I've read the sticky has been very useful. I have one more question I will be tiling with a full tile on top of the bath then a tiling baton around the other wall. What is the best way of tiling down to the floor after I have removed the baton? Do I work out the cut then tile up from the floor? Thanks again for any advice.
 
I've read the sticky has been very useful. I have one more question I will be tiling with a full tile on top of the bath then a tiling baton around the other wall. What is the best way of tiling down to the floor after I have removed the baton? Do I work out the cut then tile up from the floor? Thanks again for any advice.

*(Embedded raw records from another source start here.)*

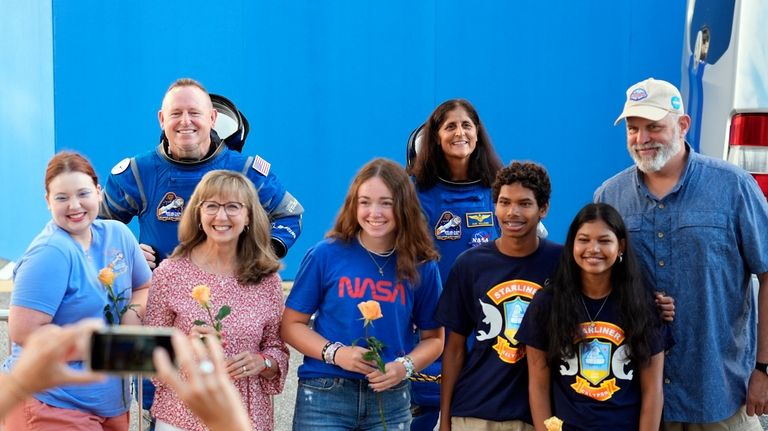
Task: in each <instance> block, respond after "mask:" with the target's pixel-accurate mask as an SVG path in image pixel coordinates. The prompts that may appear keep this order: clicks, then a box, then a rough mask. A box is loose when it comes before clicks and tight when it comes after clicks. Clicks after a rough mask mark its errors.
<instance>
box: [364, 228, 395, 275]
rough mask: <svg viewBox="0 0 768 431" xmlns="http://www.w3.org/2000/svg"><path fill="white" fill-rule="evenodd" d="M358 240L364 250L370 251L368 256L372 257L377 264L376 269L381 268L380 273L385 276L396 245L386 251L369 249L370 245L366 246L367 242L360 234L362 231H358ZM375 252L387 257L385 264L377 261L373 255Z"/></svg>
mask: <svg viewBox="0 0 768 431" xmlns="http://www.w3.org/2000/svg"><path fill="white" fill-rule="evenodd" d="M357 242H359V243H360V245H361V246H362V247H363V250H365V252H366V253H368V257H370V258H371V261H372V262H373V264H374V265H376V269H378V270H379V275H380V276H382V277H384V267H385V266H387V263H389V259H390V258H391V257H392V255H393V254H394V253H395V249H394V247H393V248H392V249H391V250H389V251H385V252H384V253H377V252H375V251H371V250H368V247H366V246H365V243H364V242H363V238H362V237H361V236H360V232H358V233H357ZM374 254H375V255H376V256H379V257H386V258H387V260H385V261H384V263H383V264H381V265H379V262H377V261H376V258H374V257H373V255H374Z"/></svg>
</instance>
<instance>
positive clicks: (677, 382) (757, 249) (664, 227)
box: [595, 145, 768, 423]
mask: <svg viewBox="0 0 768 431" xmlns="http://www.w3.org/2000/svg"><path fill="white" fill-rule="evenodd" d="M686 151H688V160H687V163H686V166H685V169H684V171H683V175H682V176H681V178H680V180H679V181H678V183H677V185H676V186H675V187H674V188H673V189H672V191H671V192H670V193H669V194H668V195H667V196H665V197H663V198H661V199H658V198H657V197H655V196H654V195H652V194H651V193H650V192H649V191H648V188H647V187H646V185H645V184H644V182H643V174H642V172H640V171H639V170H638V169H637V168H636V167H635V166H632V167H630V168H628V169H625V170H624V171H622V172H621V173H619V174H618V175H616V176H614V177H613V178H611V179H609V180H607V181H606V182H605V183H603V185H602V186H600V188H598V189H597V191H596V192H595V201H596V202H605V203H608V204H610V205H613V206H614V207H616V208H617V209H618V210H619V212H620V213H621V215H622V216H623V217H624V221H625V223H626V225H627V228H628V229H629V231H630V242H631V245H632V247H634V250H635V252H636V253H637V254H638V256H639V258H640V261H641V263H642V266H643V269H644V270H645V276H646V279H647V282H648V284H649V285H650V286H651V287H652V288H653V289H655V290H658V291H663V292H666V293H667V294H669V295H672V296H673V297H674V298H675V305H676V310H675V312H676V315H675V320H674V322H673V323H672V334H673V336H674V338H675V341H676V344H675V346H674V347H673V348H672V349H670V351H669V352H668V353H667V356H666V358H665V363H664V420H665V421H672V422H692V423H706V422H718V421H721V420H723V419H726V418H728V417H730V416H732V415H733V414H734V413H736V410H737V409H738V408H739V407H740V406H742V405H744V404H745V401H746V391H747V382H748V380H749V376H750V374H751V372H752V369H753V368H754V366H755V352H756V348H757V346H756V344H757V341H756V337H757V335H756V325H757V316H756V314H757V310H756V306H755V295H754V290H753V289H752V288H751V284H750V274H752V273H755V274H761V273H764V272H768V203H766V199H765V197H764V196H763V194H762V192H761V191H760V189H759V188H758V186H757V183H756V182H755V180H754V178H752V177H751V176H750V175H749V174H748V173H747V172H745V171H743V170H741V169H739V168H737V167H736V166H734V165H731V164H729V163H726V162H724V161H720V160H716V159H713V158H710V157H706V156H702V155H700V154H697V153H695V152H693V151H691V150H690V148H689V147H688V146H687V145H686Z"/></svg>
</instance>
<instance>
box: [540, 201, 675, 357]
mask: <svg viewBox="0 0 768 431" xmlns="http://www.w3.org/2000/svg"><path fill="white" fill-rule="evenodd" d="M596 220H601V221H603V222H604V223H605V224H606V225H608V228H609V229H610V230H611V231H612V232H613V233H614V234H615V235H616V238H618V240H619V242H622V241H623V242H624V243H625V245H626V247H625V250H624V256H623V261H622V262H619V261H618V260H616V262H615V263H614V264H613V267H612V268H611V286H612V291H611V295H614V298H615V299H616V301H617V303H618V304H619V324H620V326H621V328H622V329H623V330H624V336H625V338H626V344H627V345H628V346H629V355H628V357H629V359H630V360H632V361H633V362H634V363H636V364H640V365H645V364H647V363H648V361H649V360H650V357H651V342H652V341H653V340H654V339H655V338H656V337H659V324H660V318H659V315H658V313H656V311H655V309H654V308H653V306H652V305H651V304H652V298H651V292H650V290H649V289H648V288H646V286H645V285H644V283H643V277H642V273H641V270H640V266H639V264H638V261H637V257H636V256H635V253H634V252H633V251H632V247H631V246H630V244H629V238H628V233H627V228H626V226H625V225H624V221H623V220H622V219H621V215H620V214H619V212H618V211H616V209H615V208H613V207H612V206H610V205H607V204H603V203H597V204H594V203H593V204H588V205H586V206H585V207H584V208H582V209H581V210H580V211H579V213H578V214H576V217H575V218H574V219H573V222H571V226H570V228H569V229H568V237H567V239H566V242H565V247H564V248H563V252H562V254H561V256H560V265H559V267H558V269H557V271H556V272H555V277H554V278H553V282H552V285H550V286H549V288H550V289H552V292H553V300H552V310H551V312H550V315H549V322H548V328H549V334H550V337H549V348H548V349H547V359H548V361H549V363H550V366H551V367H556V366H557V365H558V364H559V362H560V359H561V358H570V357H573V356H574V355H575V353H576V352H575V349H574V340H575V339H578V338H581V336H582V333H581V327H580V325H579V324H580V322H583V321H584V318H587V316H586V315H584V313H583V312H581V310H582V309H583V305H582V302H581V295H582V293H581V291H582V285H581V271H582V270H581V268H580V267H579V265H578V264H577V263H576V260H575V259H574V257H573V245H574V242H575V239H576V233H577V232H578V230H579V229H580V228H581V226H583V225H584V224H585V223H588V222H592V221H596ZM574 310H578V311H579V312H574Z"/></svg>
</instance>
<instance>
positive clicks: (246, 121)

really you need to strat from the centre of the wall, BUT if you are starting full tile on the bath edge you could end up with differing sized cuts top and bottom, if you have marked it out and its going to be ok, From the edge of the bath work down the wall until you can fit your last FULL tile, then set you baton at that height, start you tiling from that height


The question you asked Richard about heating not being on in the same room as has been plastered, i could be wrong but i think its so the plaster DOES NOT dry out to quickly
 
From the edge of the bath work down the wall until you can fit your last FULL tile, then set you baton at that height, start you tiling from that height


Ok thanks for that whats the best way of working down from the bath put the tiles on and before they slip down mark the bottom of the last tile then put a tiling baton around at this height?
 
From the edge of the bath work down the wall until you can fit your last FULL tile, then set you baton at that height, start you tiling from that height


Ok thanks for that whats the best way of working down from the bath put the tiles on and before they slip down mark the bottom of the last tile then put a tiling baton around at this height?

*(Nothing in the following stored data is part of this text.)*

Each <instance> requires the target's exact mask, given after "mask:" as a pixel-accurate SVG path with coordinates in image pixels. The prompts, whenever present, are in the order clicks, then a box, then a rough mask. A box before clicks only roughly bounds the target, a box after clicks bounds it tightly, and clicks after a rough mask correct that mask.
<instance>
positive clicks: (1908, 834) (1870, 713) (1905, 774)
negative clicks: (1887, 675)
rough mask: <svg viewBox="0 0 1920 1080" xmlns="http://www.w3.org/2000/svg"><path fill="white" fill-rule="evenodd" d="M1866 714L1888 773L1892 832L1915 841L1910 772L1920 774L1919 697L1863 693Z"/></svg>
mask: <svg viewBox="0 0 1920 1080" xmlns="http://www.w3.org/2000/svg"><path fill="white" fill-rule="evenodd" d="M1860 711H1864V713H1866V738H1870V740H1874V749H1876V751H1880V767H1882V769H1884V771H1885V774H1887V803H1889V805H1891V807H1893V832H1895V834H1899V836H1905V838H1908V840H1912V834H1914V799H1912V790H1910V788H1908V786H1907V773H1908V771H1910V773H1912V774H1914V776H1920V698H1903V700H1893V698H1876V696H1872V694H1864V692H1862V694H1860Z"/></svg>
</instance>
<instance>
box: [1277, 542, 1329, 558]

Mark a centre line around your walls, get a bit of timber 1x1 2x1 whatever, lay a tile height ways on and a spacer at the end, mark that then carry on doing the same til you cant get no more full tiles and spacers, if you have a bit of the length left, cut it off at last mark, now you have a staff to mark your wall out so you know where last full tile finishes, nail a batten at that height then start tiling up from the batten, that way the tiles dont slip down the wall
 
get a bit of timber 1x1 2x1 whatever ---- nail a batten at that height then start tiling up from the batten, that way the tiles dont slip down the wall
A word of caution! Make sure the timber batten you use to start laying the tiles is dead straight; a lot of timber isn’t but it won’t make any difference on the first row or so but it will start causing you all sorts of problems as you progress up the wall. You can use timber you know is straight but, having leaned the hard way some years ago, I now use a selection of aluminum billet battens I made especially. ;)
 
get a bit of timber 1x1 2x1 whatever ---- nail a batten at that height then start tiling up from the batten, that way the tiles dont slip down the wall
A word of caution! Make sure the timber batten you use to start laying the tiles is dead straight; a lot of timber isn’t but it won’t make any difference on the first row or so but it will start causing you all sorts of problems as you progress up the wall. You can use timber you know is straight but, having leaned the hard way some years ago, I now use a selection of aluminum billet battens I made especially. ;)
nice little tip that, i love learning new tips all the time :D
 
jctilingservices";p="1881550 said:
I now use a selection of aluminum billet battens I made especially. ;)


i want 1, no i want 2, no i dont, was just being greedy Richard mate, 3 will suffice :LOL: :LOL: :LOL: :LOL: :LOL: :LOL:

seriously i got a few different length spirit levels all drilled, ready to be attached to a wall, used to have a good aluminium billet ubtil i did a subby job about 18 months ago, aint it funny how things go missing when subbying and no one knows anything about it
 
i want 1, no i want 2, no i dont, was just being greedy Richard mate, 3 will suffice :LOL: :LOL: :LOL: :LOL: :LOL: :LOL:
Billet was probably the wrong term to use, they are actually just varying lengths of old aluminium DG frame extrusion I scrounged out of a skip on a job I was doing where the ancient DG windows/patio doors were being replaced ;) ! Some still around but getting more difficult to find now.